Lula’s government promotes energy transition at COP 29, while raising taxes to curb the growth of photovoltaic solar energy

The increase in the tax on photovoltaic solar panels contrasts with the climate commitments assumed internationally by Brazil.

During the United Nations Conference on Climate Change (COP 29), held in Azerbaijan, the Brazilian government highlighted its commitment to the energy transition. However, a recent internal decision generated criticism from experts and sectors of society. The publication of GECEX Resolution No. 666, dated November 12, 2024, increased the import tax on photovoltaic modules from 9.6% to 25%, in addition to revoking previously established quotas.

The Brazilian Association of Photovoltaic Solar Energy (ABSOLAR) evaluated the measure as a contradiction between environmental discourse and administrative practice. According to the entity, the increase in the tax could make solar energy more expensive for consumers, cause a drop in investments in the sector, increase inflation, generate capital flight and cause the closure of companies, with the consequent loss of jobs.

A study by ABSOLAR identified at least 281 photovoltaic plant projects at risk. These projects total more than 25 gigawatts (GW) of installed capacity and represent an investment of R$ 97 billion until 2026. The realization of these projects could create more than 750 thousand jobs and avoid the emission of 39.1 million tons of carbon dioxide.

The entity highlighted that the measure compromises the financing of large plants, which depend on imported equipment to meet the standards required by investors. Currently, the national industry does not have the technical or productive capacity to meet domestic demand, with an annual production capacity of just 1 GW, while imports in 2023 exceeded 17 GW.

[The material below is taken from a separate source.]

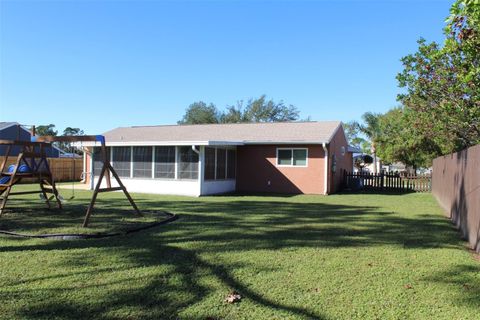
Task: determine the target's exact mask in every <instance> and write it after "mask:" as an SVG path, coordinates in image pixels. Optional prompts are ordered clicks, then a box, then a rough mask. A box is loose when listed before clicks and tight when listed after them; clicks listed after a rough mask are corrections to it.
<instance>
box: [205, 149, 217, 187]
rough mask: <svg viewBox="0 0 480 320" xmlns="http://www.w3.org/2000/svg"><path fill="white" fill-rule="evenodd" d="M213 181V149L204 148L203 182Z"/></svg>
mask: <svg viewBox="0 0 480 320" xmlns="http://www.w3.org/2000/svg"><path fill="white" fill-rule="evenodd" d="M214 179H215V148H209V147H205V180H214Z"/></svg>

In addition, the national industry is limited to the assembly of photovoltaic modules, using imported inputs, which makes it less competitive in the market.

“The tax increase directly affects jobs in the distribution, marketing and installation of photovoltaic systems, which represent 28 of the 30 jobs generated by the sector,” said Ronaldo Koloszuk, president of the Board of Directors of ABSOLAR.

The government’s decision comes at a time when Brazil seeks to consolidate its position as a leader in renewable energy. Experts point out that the measure could weaken the competitiveness of the Brazilian solar sector, increasing dependence on non-renewable energy sources and compromising the climate objectives presented internationally.